2

I am working on a Happy parser for a language with the following types, and many more.

type :: { ... }
type :
    'void'                { ... }
  | type '*'              { ... } {- pointer    -}
  | type '(' types ')'    { ... } {- function   -}
  | ...                           {- many more! -}

types :: { ... }
    {- empty -}           { ... }
  | types ',' type        { ... }

The language has apparently ambiguous syntax for calls.

callable :: { ... }
callable :
    type                   operand    { ... }    {- return type -}
  | type '(' types ')' '*' operand    { ... }    {- return and argument types -}

The second rule does not have the same meaning as the first when type takes on the type of a function pointer.

The ambiguity can be removed by adding a special rule for a type that isn't a function pointer.
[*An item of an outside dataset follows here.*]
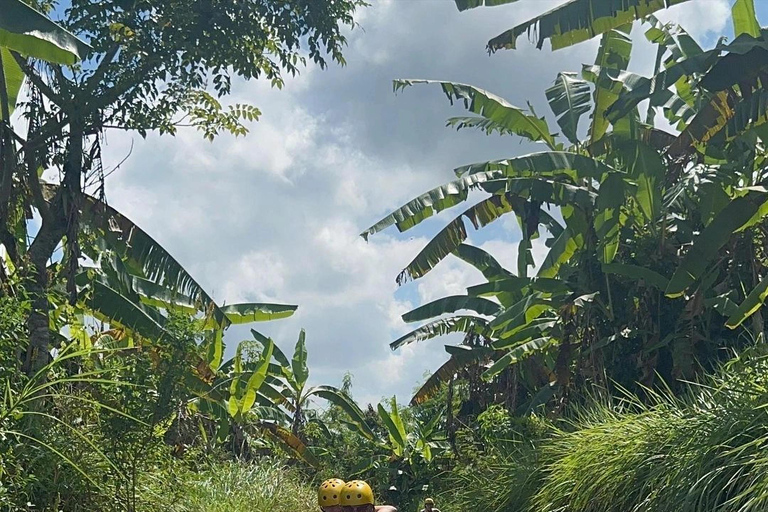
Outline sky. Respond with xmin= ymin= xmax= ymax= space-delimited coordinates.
xmin=88 ymin=0 xmax=744 ymax=404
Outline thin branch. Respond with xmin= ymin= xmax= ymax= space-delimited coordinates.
xmin=85 ymin=43 xmax=120 ymax=91
xmin=11 ymin=52 xmax=61 ymax=110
Barring doing so and duplicating all of the type definitions to produce something like

callable :: { ... }
callable :
    typeThatIsNotAFunctionPointer operand    { ... }
  | type '(' types ')' '*'        operand    { ... }

How can I specify that the alternative type operand is only legal when the type '(' types ')' '*' operand alternative fails?

There are many questions on stack overflow about why a grammar has ambiguities (I found at least 7), and some about how to remove an ambiguity, but none about how to specify how to resolve an ambiguity.

Undesirable Solution

I'm aware that I can refactor the grammar for types to a giant convoluted mess.

neverConstrainedType :: { ... }
neverConstrainedType :
    'int'                 { ... }
  | ...                   {- many more! -}

voidType :: { ... }
voidType :
    'void'

pointerType :: { ... }
pointerType :
    type '*'              { ... } {- pointer    -}

functionType :: { ... }
    type '(' types ')'    { ... } {- function    -}

type :: { ... }
type :
    neverConstrainedType  { ... }
  | voidType              { ... }
  | pointerType           { ... }
  | functionType          { ... }

typeNonVoid :: { ... }    {- this already exists -}
typeNonVoid : 
    neverConstrainedType  { ... }
  | pointerType           { ... }
  | functionType          { ... }

typeNonPointer :: { ... }
typeNonPointer :
    neverConstrainedType  { ... }
  | voidType              { ... }
  | functionType          { ... }

typeNonFunction :: { ... }
typeNonFunction :
    neverConstrainedType  { ... }
  | voidType              { ... }
  | functionType          { ... }

typeNonFunctionPointer :: { ... }
typeNonFunctionPointer :
    typeNonPointer        { ... }
  | typeNonFunction '*'   { ... }

And then define callable as

callable :: { ... }
callable :
    typeNonFunctionPointer                    operand    { ... }
  | type                   '(' types ')' '*'  operand    { ... }
Cirdec
  • 24,019
  • 2
  • 50
  • 100
  • what can operand look like? – ErikR Jan 14 '15 at 19:19
  • also, this is not material to your question, but I'm curious about your definition of types. A list of types appears to begin with a comma - is that right? – ErikR Jan 14 '15 at 19:22
  • @user5402 Neither of those details matters. It should be sufficient to know that `types` is always exactly the same everywhere it appears as is `operand`. In reality `types` is defined so that it can't begin with a `,`. It's essentially `types' : type | types' ',' type` and `types : {- empty -} | types'`. – Cirdec Jan 14 '15 at 19:40

1 Answers1

2

Basically you have what's called a shift/reduce conflict. You can google "resolve shift/reduce conflict" for more info and resources.

The basic idea in resolving shift/reduce conflicts is to refactor the grammar. For instance, this grammar is ambiguous:

%token id comma int
A : B comma int
B : id     
  | id comma B

The shift/reduce conflict can be eliminated by refactoring it as:

A : B int
B : id comma
  | id comma B

In your case you could try something like this:

type : simple               {0}
     | func                 {0}
     | funcptr              {0}

simple : 'void'             {0}
       | simple '*'         {0}
       | funcptr '*'        {0}

func : type '(' type ')'    {0}

funcptr : func '*'          {0}

The idea is this:

  • simple matches any type that is not a function or function pointer
  • func matches any function type
  • funcptr matches any function pointer type

That said, many of the things I've attempted to do in grammars I've found are better accomplished by analyzing the parse tree after it's been created.

ErikR
  • 51,541
  • 9
  • 73
  • 124